Financially, Block appears healthy. The company yesterday reported better-than-expected revenue for the final quarter of 2025, with gross profit rising 24 percent year over year to $2.87 billion. Cash App’s monthly active users jumped by 10 million from the previous quarter to 59 million. Employees affected by the layoffs will receive 20 weeks of salary, six months of health coverage and an additional $5,000.

Inside Block, A.I. is already woven into daily work. Goose, the company’s internal A.I. agent, began as a coding assistant and now saves engineers eight to ten hours a week. It has since spread to nontechnical teams for software and workflow tasks. As of last September, Goose was on track to save 25 percent of employee time in 2025 across the company.

The technology is also becoming central to Block’s products. Square now offers Square AI, a conversational assistant for merchants, along with ManagerBot, which automates tasks like inventory ordering and budgeting. Cash App users can tap into MoneyBot, a personalized assistant designed to answer financial questions and track spending and savings.

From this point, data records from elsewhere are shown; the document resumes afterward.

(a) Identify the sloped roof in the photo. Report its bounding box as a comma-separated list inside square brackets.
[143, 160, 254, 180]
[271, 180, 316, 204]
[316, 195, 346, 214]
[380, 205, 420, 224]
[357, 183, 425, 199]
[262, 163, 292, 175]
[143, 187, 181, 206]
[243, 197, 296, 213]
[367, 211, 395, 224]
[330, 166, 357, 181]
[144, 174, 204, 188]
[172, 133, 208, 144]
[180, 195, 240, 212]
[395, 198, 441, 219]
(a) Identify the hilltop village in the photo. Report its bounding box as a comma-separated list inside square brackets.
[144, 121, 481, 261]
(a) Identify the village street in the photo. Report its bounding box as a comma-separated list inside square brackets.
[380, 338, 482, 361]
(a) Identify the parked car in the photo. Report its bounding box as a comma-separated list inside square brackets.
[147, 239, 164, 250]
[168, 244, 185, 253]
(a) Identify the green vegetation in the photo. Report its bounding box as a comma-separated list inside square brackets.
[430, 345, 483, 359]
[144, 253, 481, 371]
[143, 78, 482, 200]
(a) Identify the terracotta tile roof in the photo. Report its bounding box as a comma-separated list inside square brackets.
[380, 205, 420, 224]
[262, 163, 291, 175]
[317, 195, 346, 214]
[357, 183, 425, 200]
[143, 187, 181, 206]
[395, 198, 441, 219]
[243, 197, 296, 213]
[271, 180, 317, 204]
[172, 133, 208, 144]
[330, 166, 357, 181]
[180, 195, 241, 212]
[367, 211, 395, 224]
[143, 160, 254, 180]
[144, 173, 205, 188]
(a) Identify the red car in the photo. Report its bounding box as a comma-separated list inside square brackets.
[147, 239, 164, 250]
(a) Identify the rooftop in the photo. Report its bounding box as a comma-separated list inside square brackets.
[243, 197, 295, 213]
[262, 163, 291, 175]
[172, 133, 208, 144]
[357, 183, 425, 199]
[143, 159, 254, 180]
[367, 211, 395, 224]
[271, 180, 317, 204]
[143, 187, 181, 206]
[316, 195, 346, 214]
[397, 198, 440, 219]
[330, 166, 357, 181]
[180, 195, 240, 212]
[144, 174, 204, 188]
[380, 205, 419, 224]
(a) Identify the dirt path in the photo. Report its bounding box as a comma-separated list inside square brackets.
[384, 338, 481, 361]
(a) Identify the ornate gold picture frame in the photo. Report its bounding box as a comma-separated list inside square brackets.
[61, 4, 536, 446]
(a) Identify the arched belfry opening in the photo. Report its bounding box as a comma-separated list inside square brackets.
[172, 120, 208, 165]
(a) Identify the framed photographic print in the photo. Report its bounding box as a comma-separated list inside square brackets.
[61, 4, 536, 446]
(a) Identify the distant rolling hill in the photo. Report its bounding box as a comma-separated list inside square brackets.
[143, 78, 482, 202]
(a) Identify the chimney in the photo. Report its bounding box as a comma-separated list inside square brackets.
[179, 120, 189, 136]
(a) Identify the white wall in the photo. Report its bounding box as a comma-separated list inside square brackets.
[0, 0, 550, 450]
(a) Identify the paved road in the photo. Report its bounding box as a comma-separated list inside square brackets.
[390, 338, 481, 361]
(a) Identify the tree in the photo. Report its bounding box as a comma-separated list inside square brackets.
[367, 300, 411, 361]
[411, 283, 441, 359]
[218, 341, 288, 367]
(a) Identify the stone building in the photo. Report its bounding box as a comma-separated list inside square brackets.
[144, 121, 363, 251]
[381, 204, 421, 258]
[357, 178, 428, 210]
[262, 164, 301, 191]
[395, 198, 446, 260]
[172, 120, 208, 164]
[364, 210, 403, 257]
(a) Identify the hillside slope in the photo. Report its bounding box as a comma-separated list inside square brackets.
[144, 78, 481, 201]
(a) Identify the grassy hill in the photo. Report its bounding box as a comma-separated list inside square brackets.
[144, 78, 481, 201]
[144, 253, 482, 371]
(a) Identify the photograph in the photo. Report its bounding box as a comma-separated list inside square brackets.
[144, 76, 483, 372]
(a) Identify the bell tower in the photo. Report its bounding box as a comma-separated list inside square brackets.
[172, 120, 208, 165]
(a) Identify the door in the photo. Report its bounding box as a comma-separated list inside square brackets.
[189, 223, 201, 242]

Dorsey’s ambitions go further. Beyond embedding A.I. directly into its services, Block ultimately wants customers to build their own A.I. tools on top of its platform. “I intend that we win in this space, and that we grow and bring this intelligence to both sellers and to individuals,” he said during the earnings call, adding that the company’s real-time consumer data is its “biggest advantage” in anticipating users’ A.I. needs.

For Dorsey, the debate isn’t whether A.I. will reshape corporate structures, but how quickly leaders are willing to adapt. “I had two options: cut gradually over months or years as this shift plays out, or be honest about where we are and act on it now,” he said in announcing the layoffs. To avoid repeated rounds of cuts and prolonged uncertainty, he chose the latter.

Block may be the most dramatic example yet of A.I. reducing the need for human staff, but it is hardly alone. In recent months, Silicon Valley has seen a wave of A.I.-linked layoffs and restructuring plans from companies including Salesforce, Microsoft, Duolingo and Amazon—particularly in roles tied to coding and software development.

If anything, Block is not early but late, Dorsey said. “Within the next year, I believe the majority of companies will reach the same conclusion and make similar structural changes,” he told analysts yesterday. “I’d rather get there honestly and on our own terms than be forced into it reactively.”